Strickland recordó que el Catecismo de la Iglesia Católica define los actos homosexuales como “intrínsecamente desordenados” y “contrarios a la ley natural”, subrayando que esta enseñanza “no proviene de prejuicios, política o costumbres culturales”, sino de la Revelación divina y de la Tradición constante de la Iglesia.
“Sugerir que el pecado no consiste en la relación homosexual misma es un ataque directo contra la doctrina moral católica”, escribió.
El obispo criticó además el nuevo lenguaje promovido desde algunos sectores sinodales, advirtiendo de que “la destrucción de la doctrina bajo el lenguaje del discernimiento y la experiencia vivida es uno de los peligros espirituales más graves de nuestro tiempo”.
“La verdad no está determinada por la experiencia.
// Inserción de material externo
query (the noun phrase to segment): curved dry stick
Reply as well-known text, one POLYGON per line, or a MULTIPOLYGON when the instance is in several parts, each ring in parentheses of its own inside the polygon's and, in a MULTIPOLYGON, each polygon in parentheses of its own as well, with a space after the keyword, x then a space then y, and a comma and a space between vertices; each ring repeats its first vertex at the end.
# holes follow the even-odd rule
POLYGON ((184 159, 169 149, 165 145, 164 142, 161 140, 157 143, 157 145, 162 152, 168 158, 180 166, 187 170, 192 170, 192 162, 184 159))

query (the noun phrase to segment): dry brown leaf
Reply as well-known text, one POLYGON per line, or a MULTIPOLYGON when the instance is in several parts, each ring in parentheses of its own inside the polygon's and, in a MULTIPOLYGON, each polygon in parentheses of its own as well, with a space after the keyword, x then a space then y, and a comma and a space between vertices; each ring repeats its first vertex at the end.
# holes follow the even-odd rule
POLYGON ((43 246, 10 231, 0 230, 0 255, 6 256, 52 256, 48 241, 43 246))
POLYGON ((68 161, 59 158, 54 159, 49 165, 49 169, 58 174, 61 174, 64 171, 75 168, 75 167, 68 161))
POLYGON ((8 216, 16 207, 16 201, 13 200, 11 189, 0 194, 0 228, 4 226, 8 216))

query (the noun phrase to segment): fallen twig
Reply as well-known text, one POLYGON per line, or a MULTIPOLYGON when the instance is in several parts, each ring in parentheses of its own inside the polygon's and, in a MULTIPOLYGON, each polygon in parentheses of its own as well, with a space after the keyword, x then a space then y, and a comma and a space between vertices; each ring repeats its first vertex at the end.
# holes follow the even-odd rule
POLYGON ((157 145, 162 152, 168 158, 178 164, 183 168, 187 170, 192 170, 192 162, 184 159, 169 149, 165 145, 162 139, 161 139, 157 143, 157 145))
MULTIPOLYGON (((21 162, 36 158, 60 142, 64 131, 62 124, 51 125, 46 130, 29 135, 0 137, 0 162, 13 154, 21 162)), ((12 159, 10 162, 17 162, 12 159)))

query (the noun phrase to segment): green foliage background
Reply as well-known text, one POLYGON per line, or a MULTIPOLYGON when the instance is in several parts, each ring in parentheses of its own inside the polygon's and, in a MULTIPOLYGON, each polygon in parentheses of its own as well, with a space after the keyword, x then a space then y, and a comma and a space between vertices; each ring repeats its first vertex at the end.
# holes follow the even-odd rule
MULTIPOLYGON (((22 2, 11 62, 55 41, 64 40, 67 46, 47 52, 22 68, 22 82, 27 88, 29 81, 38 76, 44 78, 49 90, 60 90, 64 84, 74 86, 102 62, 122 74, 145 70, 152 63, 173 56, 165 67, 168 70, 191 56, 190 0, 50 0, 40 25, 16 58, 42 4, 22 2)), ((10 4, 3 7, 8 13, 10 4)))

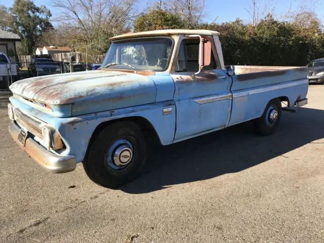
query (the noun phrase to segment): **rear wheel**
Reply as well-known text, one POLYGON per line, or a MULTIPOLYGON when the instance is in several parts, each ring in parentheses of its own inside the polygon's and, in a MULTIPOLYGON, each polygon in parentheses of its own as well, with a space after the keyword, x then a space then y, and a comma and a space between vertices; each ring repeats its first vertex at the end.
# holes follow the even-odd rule
POLYGON ((270 101, 262 115, 254 120, 258 133, 268 136, 275 132, 278 128, 281 116, 281 104, 279 99, 270 101))
POLYGON ((109 126, 90 146, 84 168, 93 181, 105 187, 114 188, 131 181, 145 163, 145 137, 132 122, 109 126))

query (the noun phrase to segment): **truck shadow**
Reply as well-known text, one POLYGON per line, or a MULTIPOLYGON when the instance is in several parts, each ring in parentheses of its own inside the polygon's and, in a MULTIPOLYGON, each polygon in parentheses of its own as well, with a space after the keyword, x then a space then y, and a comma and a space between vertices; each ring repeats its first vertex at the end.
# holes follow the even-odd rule
POLYGON ((256 135, 248 122, 171 145, 151 146, 143 174, 117 189, 150 192, 238 172, 279 156, 289 158, 289 151, 321 143, 315 140, 324 138, 324 110, 298 109, 295 113, 283 112, 278 131, 268 137, 256 135))

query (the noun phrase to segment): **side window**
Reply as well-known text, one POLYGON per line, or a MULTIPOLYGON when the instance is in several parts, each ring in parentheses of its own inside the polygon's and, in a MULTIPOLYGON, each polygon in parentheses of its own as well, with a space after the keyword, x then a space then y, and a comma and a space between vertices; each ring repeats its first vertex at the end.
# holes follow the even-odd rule
MULTIPOLYGON (((182 40, 177 60, 176 71, 196 72, 199 70, 199 44, 198 39, 182 40)), ((216 68, 216 62, 212 53, 211 64, 205 66, 204 70, 213 70, 216 68)))
POLYGON ((185 50, 184 42, 182 40, 179 51, 177 63, 176 63, 176 72, 187 71, 187 60, 186 60, 186 51, 185 50))

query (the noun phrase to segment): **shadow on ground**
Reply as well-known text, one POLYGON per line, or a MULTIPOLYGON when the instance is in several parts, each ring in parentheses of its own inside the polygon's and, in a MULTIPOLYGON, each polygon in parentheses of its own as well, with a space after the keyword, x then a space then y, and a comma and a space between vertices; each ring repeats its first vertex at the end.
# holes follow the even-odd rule
POLYGON ((117 189, 145 193, 289 157, 285 154, 324 138, 324 110, 297 109, 283 112, 278 131, 268 137, 256 135, 248 122, 169 146, 151 146, 143 174, 117 189))

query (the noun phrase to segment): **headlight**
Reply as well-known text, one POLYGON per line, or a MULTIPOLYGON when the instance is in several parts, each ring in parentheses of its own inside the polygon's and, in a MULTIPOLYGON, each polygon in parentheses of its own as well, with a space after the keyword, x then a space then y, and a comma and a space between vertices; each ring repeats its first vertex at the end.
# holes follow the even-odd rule
POLYGON ((43 128, 43 141, 45 143, 45 147, 48 150, 52 146, 52 136, 51 135, 51 131, 47 128, 43 128))
POLYGON ((14 110, 12 109, 12 105, 8 103, 8 115, 9 116, 9 119, 12 120, 15 120, 15 117, 14 117, 14 110))

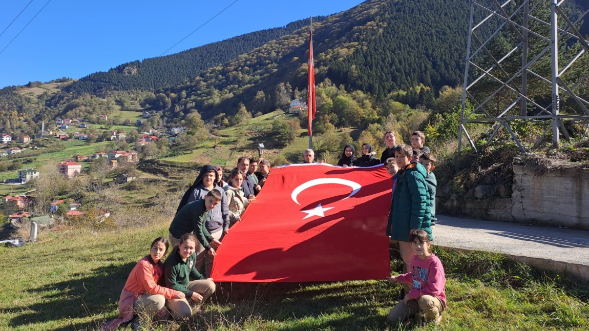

La verdad es revelada por Dios”, añadió.
Referencias a Sodoma, Fátima y la crisis en la Iglesia
El comunicado de Strickland adquiere un tono especialmente grave cuando advierte de que muchos católicos perciben ya una auténtica “emergencia doctrinal y pastoral” dentro de la Iglesia; citando explícitamente la destrucción de Sodoma y Gomorra como advertencia bíblica contra el pecado sexual, el obispo lamenta que incluso estas enseñanzas estén siendo “reinterpretadas y minimizadas por voces dentro de la propia Iglesia”.
Strickland vinculó además la situación actual con las advertencias de Nuestra Señora de Fátima sobre la batalla final en torno al matrimonio y la familia.
“Cuando verdades fundamentales sobre el matrimonio, la sexualidad, el pecado y la salvación son tratadas como cuestiones abiertas al discernimiento, la crisis deja de ser teórica”, afirmó.
El ejemplo que explica la postura tradicional
El obispo sostuvo que documentos como el reciente informe sinodal permiten entender por qué algunos grupos tradicionales consideran que la Iglesia atraviesa una situación extraordinaria que exige medidas excepcionales.
Aunque reconoció que pueden debatirse las cuestiones canónicas relacionadas con esas decisiones, Strickland afirmó que el nuevo informe del Sínodo “intensifica la crisis” y aumenta la alarma entre numerosos católicos fieles.
La declaración concluye con una llamada a la oración, la penitencia y la fidelidad a la doctrina católica tradicional, mientras el obispo pide que surjan pastores capaces de defender claramente la fe “sin importar el costo”.